As of version 3.6, the random
package has the function choices
that allows you to set the weights of each value within a population.
from random import choices
population = [1, 7, 15]
weights = [40, 30, 30]
samples = choices(population, weights, k=100)
The code above will generate 100 random values following the defined weights.
Based on
Random draw, but with different odds
The easiest way to implement is to generate a structure that already has these probabilities. Since the number 1 must have a probability equal to 40%, while the numbers 7 and 15 must have a probability equal to 30%, you can generate a list that has 10 elements in total, repeating the number 1 four times and the numbers 7 and 15 three times each.
v = [1, 1, 1, 1, 7, 7, 7, 15, 15, 15]
So, by doing random.choice(v)
, the desired probabilities will be respected.
Implementing in a genetic way, and quite simple, you can define a function that generates this list as you need it. For example:
from typing import Tuple, Any, List
from itertools import starmap, chain, repeat
from random import choice
def sample_space(*values: Tuple[Any, float]) -> List:
if sum(value[1] for value in values) != 1.0:
raise ValueError('Soma das probabilidades não é 1.0')
while True:
if all(probability.is_integer() for _, probability in values):
break
values = [(value, probability * 10) for value, probability in values]
values = [(value, int(probability)) for value, probability in values]
return list(chain(*starmap(lambda a, b: list(repeat(a, b)), values)))
The sample_space
function will generate for you a list that defines exactly the sample space you want, just pass as a parameter a set of tuples with desired value and probability. For the data presented in the question, it would look like:
>>> space = sample_space((1, 0.4), (7, 0.3), (15, 0.3))
>>> print(space)
[1, 1, 1, 1, 7, 7, 7, 15, 15, 15]
If you draw 100 numbers from this sample space and check how many times they repeat (you can use collections.Counter
for this), you'll see that the probabilities tend to be followed:
>>> samples = [choice(space) for _ in range(100)]
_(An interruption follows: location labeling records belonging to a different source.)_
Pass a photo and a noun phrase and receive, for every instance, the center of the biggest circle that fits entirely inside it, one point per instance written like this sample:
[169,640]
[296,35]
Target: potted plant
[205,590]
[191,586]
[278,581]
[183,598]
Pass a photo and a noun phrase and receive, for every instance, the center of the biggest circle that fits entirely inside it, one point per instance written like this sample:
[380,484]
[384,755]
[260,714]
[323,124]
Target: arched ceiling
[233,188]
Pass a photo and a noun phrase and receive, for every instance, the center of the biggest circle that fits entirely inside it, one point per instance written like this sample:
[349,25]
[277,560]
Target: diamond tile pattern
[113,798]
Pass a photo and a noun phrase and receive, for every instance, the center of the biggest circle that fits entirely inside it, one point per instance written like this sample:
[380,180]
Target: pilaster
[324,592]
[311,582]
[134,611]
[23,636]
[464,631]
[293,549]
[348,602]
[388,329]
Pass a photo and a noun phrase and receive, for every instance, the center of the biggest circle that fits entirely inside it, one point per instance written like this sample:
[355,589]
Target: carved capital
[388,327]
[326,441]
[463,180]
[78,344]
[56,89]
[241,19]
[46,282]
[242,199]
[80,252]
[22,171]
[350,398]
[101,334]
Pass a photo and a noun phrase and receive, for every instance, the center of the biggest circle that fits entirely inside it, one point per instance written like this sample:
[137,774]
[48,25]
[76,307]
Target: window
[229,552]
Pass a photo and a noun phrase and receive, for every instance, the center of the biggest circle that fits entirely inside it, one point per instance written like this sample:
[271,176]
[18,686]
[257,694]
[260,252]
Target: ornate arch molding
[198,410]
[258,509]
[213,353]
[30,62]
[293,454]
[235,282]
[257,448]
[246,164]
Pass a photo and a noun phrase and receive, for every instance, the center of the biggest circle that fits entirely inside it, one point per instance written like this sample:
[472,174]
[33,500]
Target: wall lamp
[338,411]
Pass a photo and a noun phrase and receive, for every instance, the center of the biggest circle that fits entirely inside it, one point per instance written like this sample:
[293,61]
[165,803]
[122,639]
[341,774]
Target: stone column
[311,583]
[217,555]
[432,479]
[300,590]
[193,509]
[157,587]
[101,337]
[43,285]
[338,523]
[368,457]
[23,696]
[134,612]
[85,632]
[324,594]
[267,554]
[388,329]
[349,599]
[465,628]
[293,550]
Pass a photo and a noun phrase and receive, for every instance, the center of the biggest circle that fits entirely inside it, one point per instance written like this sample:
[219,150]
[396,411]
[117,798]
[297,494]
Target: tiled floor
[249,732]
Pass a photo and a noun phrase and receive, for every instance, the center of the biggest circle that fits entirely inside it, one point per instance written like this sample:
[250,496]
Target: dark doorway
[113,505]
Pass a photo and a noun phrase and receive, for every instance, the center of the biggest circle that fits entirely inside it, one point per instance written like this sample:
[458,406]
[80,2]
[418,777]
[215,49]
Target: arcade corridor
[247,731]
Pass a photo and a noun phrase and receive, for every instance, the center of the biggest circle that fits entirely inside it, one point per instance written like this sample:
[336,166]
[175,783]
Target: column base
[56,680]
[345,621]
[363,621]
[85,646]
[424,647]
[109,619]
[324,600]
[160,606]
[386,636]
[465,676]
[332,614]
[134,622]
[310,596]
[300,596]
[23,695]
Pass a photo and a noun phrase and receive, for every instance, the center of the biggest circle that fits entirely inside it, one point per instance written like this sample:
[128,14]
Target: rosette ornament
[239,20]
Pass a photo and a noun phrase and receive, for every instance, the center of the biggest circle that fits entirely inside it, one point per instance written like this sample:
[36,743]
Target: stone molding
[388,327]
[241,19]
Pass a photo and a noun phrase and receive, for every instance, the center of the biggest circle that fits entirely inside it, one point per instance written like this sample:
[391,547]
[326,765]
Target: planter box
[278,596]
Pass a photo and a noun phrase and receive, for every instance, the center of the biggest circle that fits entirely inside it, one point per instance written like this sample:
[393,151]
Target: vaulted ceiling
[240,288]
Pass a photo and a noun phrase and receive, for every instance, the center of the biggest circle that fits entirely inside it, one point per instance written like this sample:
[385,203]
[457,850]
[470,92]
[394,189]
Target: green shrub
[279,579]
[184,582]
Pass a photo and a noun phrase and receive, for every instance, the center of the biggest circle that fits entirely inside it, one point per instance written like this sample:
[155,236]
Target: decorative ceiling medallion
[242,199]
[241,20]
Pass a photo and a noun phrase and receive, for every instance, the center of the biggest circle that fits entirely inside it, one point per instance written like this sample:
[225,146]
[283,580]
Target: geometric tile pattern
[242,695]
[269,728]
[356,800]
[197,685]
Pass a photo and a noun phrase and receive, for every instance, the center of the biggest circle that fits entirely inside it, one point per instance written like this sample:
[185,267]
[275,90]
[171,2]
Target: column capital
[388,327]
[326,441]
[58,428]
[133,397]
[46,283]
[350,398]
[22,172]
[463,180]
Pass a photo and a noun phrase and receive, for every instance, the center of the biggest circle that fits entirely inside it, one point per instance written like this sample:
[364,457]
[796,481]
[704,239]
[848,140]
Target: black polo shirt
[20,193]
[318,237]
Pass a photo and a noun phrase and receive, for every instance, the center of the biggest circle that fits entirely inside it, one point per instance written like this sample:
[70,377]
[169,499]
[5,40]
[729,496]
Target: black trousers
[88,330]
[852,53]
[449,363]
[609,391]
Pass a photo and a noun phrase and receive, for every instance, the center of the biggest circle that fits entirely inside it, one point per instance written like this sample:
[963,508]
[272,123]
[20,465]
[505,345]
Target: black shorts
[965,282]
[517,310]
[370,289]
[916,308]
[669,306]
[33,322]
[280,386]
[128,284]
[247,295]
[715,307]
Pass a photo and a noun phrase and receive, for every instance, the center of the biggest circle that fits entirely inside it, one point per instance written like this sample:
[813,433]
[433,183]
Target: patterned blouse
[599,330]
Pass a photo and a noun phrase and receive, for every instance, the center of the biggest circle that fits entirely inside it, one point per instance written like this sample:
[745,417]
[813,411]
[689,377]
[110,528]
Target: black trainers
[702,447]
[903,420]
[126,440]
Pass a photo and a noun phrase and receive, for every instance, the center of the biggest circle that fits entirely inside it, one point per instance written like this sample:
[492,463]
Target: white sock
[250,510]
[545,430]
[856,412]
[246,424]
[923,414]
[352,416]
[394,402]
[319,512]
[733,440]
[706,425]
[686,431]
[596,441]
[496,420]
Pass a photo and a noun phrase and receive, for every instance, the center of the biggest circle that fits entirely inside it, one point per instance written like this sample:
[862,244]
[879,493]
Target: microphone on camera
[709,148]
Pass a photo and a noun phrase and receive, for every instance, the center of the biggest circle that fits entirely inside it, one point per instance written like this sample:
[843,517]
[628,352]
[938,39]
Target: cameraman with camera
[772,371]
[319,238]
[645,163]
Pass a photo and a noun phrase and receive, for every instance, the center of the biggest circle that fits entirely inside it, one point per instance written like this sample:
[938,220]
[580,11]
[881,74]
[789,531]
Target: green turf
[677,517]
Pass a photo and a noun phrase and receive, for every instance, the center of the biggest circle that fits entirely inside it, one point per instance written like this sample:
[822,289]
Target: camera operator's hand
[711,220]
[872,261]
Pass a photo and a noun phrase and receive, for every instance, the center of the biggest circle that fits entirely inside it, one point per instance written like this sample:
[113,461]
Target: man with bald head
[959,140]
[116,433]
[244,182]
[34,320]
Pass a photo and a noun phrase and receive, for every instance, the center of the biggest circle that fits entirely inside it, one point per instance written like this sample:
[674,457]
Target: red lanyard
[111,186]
>>> print(Counter(samples))
Counter({1: 40, 7: 32, 15: 28})
See working at Repl.it | Ideone
It will work for any probabilities, as long as the sum is always 1.0. For example, for a sample space that is 99% True
and 1% False
would be:
>>> space = sample_space((True, 0.99), (False, 0.01))
However, this would generate a list with 100 values, being 99 True
and 1 False
; so for this solution, given its simplicity, be careful not to generate too large lists and affect the application memory. The more decimal places you have the probabilities, the more elements in memory will be needed.